# Checking ISBNs in Bobcat using Selenium

**Background**
The library received a donation of a large book collection and we need to check this list of book against current holding both here and in the NYU Library system generally. This can be most easily done by checking ISBNs against our library management system (LMS). 

**Problem addressed**
Checking the booklist against the LMS manually—i.e. entering each item into the online library catalog—works, but is time-consuming. Let's estimate this at 3 minutes per book for lookup and recording (i.e. yes/no as to whether it is already held in the library system). For a large collection, the time to check books adds up quickly.

**Proposed solution**
Two points from the start: 1. we already record ISBNs from donated books as part of the inventory process and store them in a list (currently in a spreadsheet); 2. the library's online catalog can search for books by ISBN. Accordingly, my proposed solution to this problem is use a Python script to iteratre over the list of ISBNS and retrieve catalog information in an automated manner.

**Code outline**
- Spreadsheet data—i.e. the ISBNs—is moved to a plaintext list, which is read into memory using Python.
- Browser session is initiated using `selenium`/`geckodriver`.
- (ISBNs are validated using `isbnlib`, etc.)
- URL request (composed of a base URL and a query parameter for the ISBN) is sent to library catalog
- Using `BeautifulSoup`, the html source for the URL is checked for the presence of a div with class 'alert'. If a search result page has an 'alert' block, it means that the given book is not in the catalog and it is assigned a value of False.
- Matches—i.e. True/False for each ISBN—are stored in a list and output to a .CSV file.

**Future direction**
Direct API access to the LMS to retrieve book data by ISBN would be a preferable way to accomplish this goal. This does not seem possible as present (and if it is, please let me know!).

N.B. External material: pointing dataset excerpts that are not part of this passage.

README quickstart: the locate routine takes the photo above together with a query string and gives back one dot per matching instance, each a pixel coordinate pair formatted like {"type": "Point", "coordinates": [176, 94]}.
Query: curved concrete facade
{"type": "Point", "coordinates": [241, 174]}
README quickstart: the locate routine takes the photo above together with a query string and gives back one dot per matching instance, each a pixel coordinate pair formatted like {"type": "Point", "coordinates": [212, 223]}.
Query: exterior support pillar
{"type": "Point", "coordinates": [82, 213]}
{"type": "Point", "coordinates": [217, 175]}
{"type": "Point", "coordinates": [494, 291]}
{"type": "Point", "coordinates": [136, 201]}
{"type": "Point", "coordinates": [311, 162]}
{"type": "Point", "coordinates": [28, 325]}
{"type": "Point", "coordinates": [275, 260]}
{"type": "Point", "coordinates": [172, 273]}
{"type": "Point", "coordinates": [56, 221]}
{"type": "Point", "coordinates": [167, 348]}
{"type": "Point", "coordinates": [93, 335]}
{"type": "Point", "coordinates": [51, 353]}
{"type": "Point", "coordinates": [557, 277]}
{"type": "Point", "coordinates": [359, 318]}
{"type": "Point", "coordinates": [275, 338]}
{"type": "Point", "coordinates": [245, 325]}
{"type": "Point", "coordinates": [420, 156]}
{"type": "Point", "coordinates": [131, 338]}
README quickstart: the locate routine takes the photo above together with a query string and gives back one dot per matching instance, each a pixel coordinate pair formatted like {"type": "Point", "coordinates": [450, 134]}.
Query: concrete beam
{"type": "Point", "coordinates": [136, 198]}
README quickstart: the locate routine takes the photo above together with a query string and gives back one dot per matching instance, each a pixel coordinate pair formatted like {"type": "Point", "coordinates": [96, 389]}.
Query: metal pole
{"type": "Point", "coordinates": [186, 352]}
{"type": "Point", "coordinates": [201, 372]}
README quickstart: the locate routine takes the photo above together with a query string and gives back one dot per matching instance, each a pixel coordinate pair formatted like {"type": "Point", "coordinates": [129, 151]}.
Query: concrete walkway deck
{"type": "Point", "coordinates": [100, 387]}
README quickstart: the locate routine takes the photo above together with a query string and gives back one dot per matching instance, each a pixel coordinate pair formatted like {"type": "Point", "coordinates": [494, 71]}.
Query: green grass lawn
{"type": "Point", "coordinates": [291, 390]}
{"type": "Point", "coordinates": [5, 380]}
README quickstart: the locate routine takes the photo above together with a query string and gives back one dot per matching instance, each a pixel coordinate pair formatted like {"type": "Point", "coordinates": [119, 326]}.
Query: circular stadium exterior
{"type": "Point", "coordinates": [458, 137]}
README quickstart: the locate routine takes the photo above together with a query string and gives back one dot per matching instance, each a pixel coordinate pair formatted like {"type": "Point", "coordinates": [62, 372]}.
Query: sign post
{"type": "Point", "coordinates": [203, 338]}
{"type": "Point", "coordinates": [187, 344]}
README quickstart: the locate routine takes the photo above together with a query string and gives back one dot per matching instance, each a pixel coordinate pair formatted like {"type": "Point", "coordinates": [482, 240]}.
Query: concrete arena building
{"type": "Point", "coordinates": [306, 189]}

PJB, 11.17.17

In [None]:
# Imports

import os
import time

import csv

from selenium import webdriver
from requests import get
from bs4 import BeautifulSoup

from isbnlib import is_isbn10, is_isbn13, clean

In [None]:
# Statics
# Note: this URL works, but could probably be cleaned up
# Note: this search may be restricted to NYU ip addresses

base_url = "http://bobcat.library.nyu.edu/primo-explore/search?search_scope=all&sortby=rank&vid=NYU&lang=en_US&query=isbn,exact,"

infile = "data/isbns.txt"

In [None]:
# Read a txt file of isbns

with open(infile, "r") as f:
    isbns = f.read().splitlines()

In [None]:
# Function to validate isbns

def validate_isbn(isbn):
    return True if is_isbn13(isbn) or is_isbn10(isbn) else False

def pad_isbn(isbn):
    if len(clean(isbn)) < 10:
        return '0' * (10-len(isbn)) + isbn
    return isbn

In [None]:
# Create browser instance
# Note: this requires Firefox & Geckodriver to be installed

browser = webdriver.Firefox(executable_path='/usr/local/bin/geckodriver')

In [None]:
# Function for finding isbn matches in Bobcat (via Selenium)

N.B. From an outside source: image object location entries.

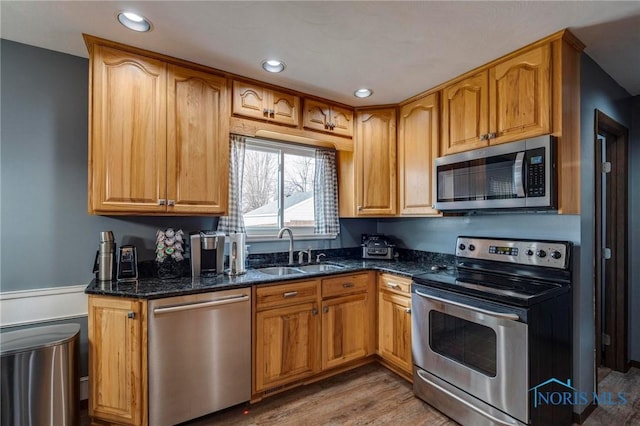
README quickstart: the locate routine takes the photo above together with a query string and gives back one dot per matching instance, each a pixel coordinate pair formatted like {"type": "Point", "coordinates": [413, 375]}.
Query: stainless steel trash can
{"type": "Point", "coordinates": [40, 376]}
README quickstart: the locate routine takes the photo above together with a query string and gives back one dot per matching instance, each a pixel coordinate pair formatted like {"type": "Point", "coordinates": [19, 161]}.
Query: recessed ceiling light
{"type": "Point", "coordinates": [363, 93]}
{"type": "Point", "coordinates": [134, 22]}
{"type": "Point", "coordinates": [273, 65]}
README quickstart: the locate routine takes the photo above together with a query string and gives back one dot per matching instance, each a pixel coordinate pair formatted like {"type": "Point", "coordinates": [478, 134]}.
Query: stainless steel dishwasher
{"type": "Point", "coordinates": [199, 354]}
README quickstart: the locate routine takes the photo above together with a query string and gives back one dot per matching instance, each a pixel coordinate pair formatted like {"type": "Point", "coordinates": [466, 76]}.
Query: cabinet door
{"type": "Point", "coordinates": [197, 142]}
{"type": "Point", "coordinates": [286, 345]}
{"type": "Point", "coordinates": [127, 152]}
{"type": "Point", "coordinates": [394, 329]}
{"type": "Point", "coordinates": [284, 108]}
{"type": "Point", "coordinates": [418, 139]}
{"type": "Point", "coordinates": [520, 96]}
{"type": "Point", "coordinates": [317, 115]}
{"type": "Point", "coordinates": [345, 329]}
{"type": "Point", "coordinates": [115, 360]}
{"type": "Point", "coordinates": [465, 114]}
{"type": "Point", "coordinates": [341, 121]}
{"type": "Point", "coordinates": [250, 100]}
{"type": "Point", "coordinates": [375, 155]}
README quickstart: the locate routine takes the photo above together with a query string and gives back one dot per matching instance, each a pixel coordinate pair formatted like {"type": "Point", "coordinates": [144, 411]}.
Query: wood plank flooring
{"type": "Point", "coordinates": [369, 395]}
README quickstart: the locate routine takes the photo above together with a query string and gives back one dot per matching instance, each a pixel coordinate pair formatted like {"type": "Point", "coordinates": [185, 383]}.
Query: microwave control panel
{"type": "Point", "coordinates": [536, 179]}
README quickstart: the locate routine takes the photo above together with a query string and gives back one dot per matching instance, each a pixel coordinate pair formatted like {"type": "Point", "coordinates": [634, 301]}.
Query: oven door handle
{"type": "Point", "coordinates": [513, 317]}
{"type": "Point", "coordinates": [518, 181]}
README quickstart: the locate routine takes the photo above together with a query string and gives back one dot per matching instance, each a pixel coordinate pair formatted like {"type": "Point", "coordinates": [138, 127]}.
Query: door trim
{"type": "Point", "coordinates": [618, 305]}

def check_bobcat_isbn(isbn):
    #check_bobcat = False # Set default return
    
    valid_isbn = validate_isbn(isbn)
    
    if valid_isbn:
        url = base_url + isbn # Build URL string
    elif validate_isbn(pad_isbn(isbn)):
        url = base_url + pad_isbn(isbn) # Build URL string
    else:
        return False
    browser.get(url) # Open url in browser instance; should trap response errors

    time.sleep(2)
    
    html = browser.find_element_by_tag_name('html').get_attribute('innerHTML')
    alert = "No records found" in html
    return False if alert else True


In [None]:
isbns = ['9785990589834', '9785446904327', '9783963270109', '9781781792834']

In [None]:
# Iterate over isbns and find matches

matches = []

for isbn in isbns:
    isbn = pad_isbn(isbn.upper())
    match = check_bobcat_isbn(isbn)
    print(f'Checking ISBN {isbn}. Result: {"Found" if match==True else "Not Found"}')
    matches.append((isbn, match))

In [None]:
# Export to csv

with open('matches.csv','w') as out:
    csv_out=csv.writer(out, quotechar = "'")
    csv_out.writerow(['isbn','match'])
    for row in matches:
        csv_out.writerow(row)

In [None]:
# Close browser instance

browser.quit()